HTTP Backend (Read-Only)¶
The HTTP backend reads files from HTTP/HTTPS URLs. Capabilities: {READ, METADATA, LAZY_READ} only — write, delete, list, move, and copy operations are not supported.
Primary use cases: government open data portals, dataset registries, static file servers, CDN-hosted assets, package archives, public APIs serving files.
Usage¶
from remote_store import Store
from remote_store.backends import ReadOnlyHttpBackend
backend = ReadOnlyHttpBackend(
base_url="https://data.example.com/datasets/",
headers={"Authorization": "Bearer YOUR_API_KEY"},
)
store = Store(backend=backend)
content = store.read_bytes("population/2024.csv")
info = store.get_file_info("population/2024.csv")
print(f"Size: {info.size}, Modified: {info.modified_at}")
Via Registry¶
from remote_store import BackendConfig, RegistryConfig, Registry, StoreProfile
config = RegistryConfig(
backends={
"opendata": BackendConfig(
type="http",
options={
"base_url": "https://data.example.com/datasets/",
"timeout": 60,
"headers": {"X-API-Key": "YOUR_KEY"},
},
),
},
stores={"data": StoreProfile(backend="opendata")},
)
with Registry(config) as registry:
store = registry.get_store("data")
content = store.read_bytes("population/2024.csv")
Options¶
| Parameter | Type | Default | Description |
|---|---|---|---|
base_url |
str |
(required) | Root URL. Trailing / is appended if missing. |
headers |
dict[str, str] |
None |
Custom headers sent with every request (API keys, auth tokens). |
timeout |
float |
30.0 |
Request timeout in seconds. |
retry |
RetryPolicy |
None |
Retry policy for transient errors (429, 5xx). |
http_client |
str |
None |
Force transport: "urllib", "requests", or "httpx". Auto-detected if None. |
verify_ssl |
bool |
True |
Whether to verify TLS certificates. |
max_redirects |
int |
5 |
Maximum number of HTTP redirects to follow. |
Capabilities¶
This is a read-only backend. Only read-related capabilities are supported. See the capabilities matrix for full details.
HTTP Library¶
The backend auto-detects the best available HTTP library:
- httpx (if installed) — connection pooling, HTTP/2. Install:
pip install "remote-store[httpx]" - requests (if installed) — connection pooling, sessions. Install:
pip install "remote-store[requests]" - urllib (always available) — stdlib, zero dependencies.

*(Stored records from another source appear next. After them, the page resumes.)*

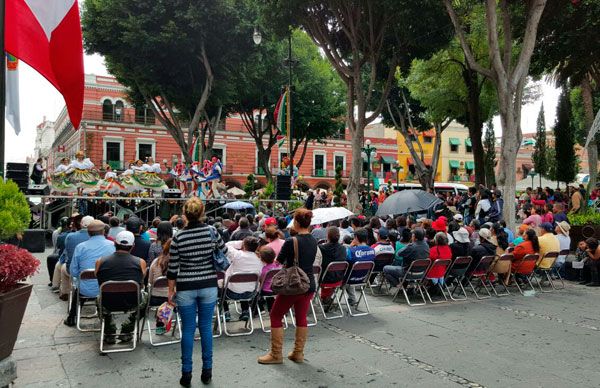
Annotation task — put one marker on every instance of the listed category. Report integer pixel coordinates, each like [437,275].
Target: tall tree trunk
[592,150]
[475,124]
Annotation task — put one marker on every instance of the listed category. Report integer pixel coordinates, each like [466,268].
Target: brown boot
[275,355]
[298,354]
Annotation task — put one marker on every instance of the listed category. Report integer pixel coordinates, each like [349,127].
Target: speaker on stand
[284,187]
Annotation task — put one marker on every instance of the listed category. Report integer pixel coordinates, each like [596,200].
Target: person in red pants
[307,251]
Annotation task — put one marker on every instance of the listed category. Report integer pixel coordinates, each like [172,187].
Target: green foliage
[339,186]
[539,156]
[268,190]
[585,218]
[14,210]
[565,141]
[249,186]
[489,146]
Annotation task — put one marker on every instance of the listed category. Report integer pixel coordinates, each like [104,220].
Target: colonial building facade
[115,132]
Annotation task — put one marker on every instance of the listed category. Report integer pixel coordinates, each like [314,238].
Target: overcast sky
[39,99]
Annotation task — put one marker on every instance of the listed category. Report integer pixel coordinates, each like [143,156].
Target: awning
[411,162]
[388,159]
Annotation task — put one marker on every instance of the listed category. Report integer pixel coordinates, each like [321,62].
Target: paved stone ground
[548,340]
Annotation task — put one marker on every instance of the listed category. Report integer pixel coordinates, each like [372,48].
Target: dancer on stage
[111,184]
[82,173]
[59,180]
[146,175]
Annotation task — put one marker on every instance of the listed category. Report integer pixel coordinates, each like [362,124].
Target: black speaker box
[38,190]
[171,193]
[17,167]
[34,240]
[284,187]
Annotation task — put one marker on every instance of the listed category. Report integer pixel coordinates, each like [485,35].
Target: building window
[339,160]
[107,110]
[119,111]
[145,149]
[113,153]
[319,164]
[144,115]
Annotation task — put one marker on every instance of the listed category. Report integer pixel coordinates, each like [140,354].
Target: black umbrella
[407,201]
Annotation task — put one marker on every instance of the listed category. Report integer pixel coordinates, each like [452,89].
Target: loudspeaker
[38,190]
[34,240]
[17,167]
[171,193]
[284,187]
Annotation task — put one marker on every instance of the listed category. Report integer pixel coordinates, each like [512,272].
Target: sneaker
[110,340]
[206,376]
[186,379]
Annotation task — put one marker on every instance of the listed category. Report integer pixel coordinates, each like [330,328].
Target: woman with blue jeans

Override with http_client="urllib" (or "requests", "httpx").
Folder Semantics¶
HTTP has no folder concept. is_folder() always returns False. get_folder_info() always raises NotFound.
Metadata Mapping¶
get_file_info() maps HTTP response headers to FileInfo fields:
| FileInfo field | HTTP header | Fallback |
|---|---|---|
size |
Content-Range total, then Content-Length |
0 |
modified_at |
Last-Modified |
datetime.min (UTC) |
etag |
ETag |
None |
content_type |
Content-Type |
None |
extra |
All headers | {"headers": {...}} |
CDN Compatibility¶
Some CDN-fronted servers (e.g. Cloudflare) return 403 on HEAD requests while
allowing GET. The backend handles this transparently: when HEAD returns
401 or 403, it retries with GET + Range: bytes=0-0 (downloading at most
1 byte). If the ranged GET succeeds, the backend remembers that HEAD is
blocked and skips it for subsequent calls. This applies to exists(),
get_file_info(), and check_health().
If both HEAD and GET fail, the original error is raised.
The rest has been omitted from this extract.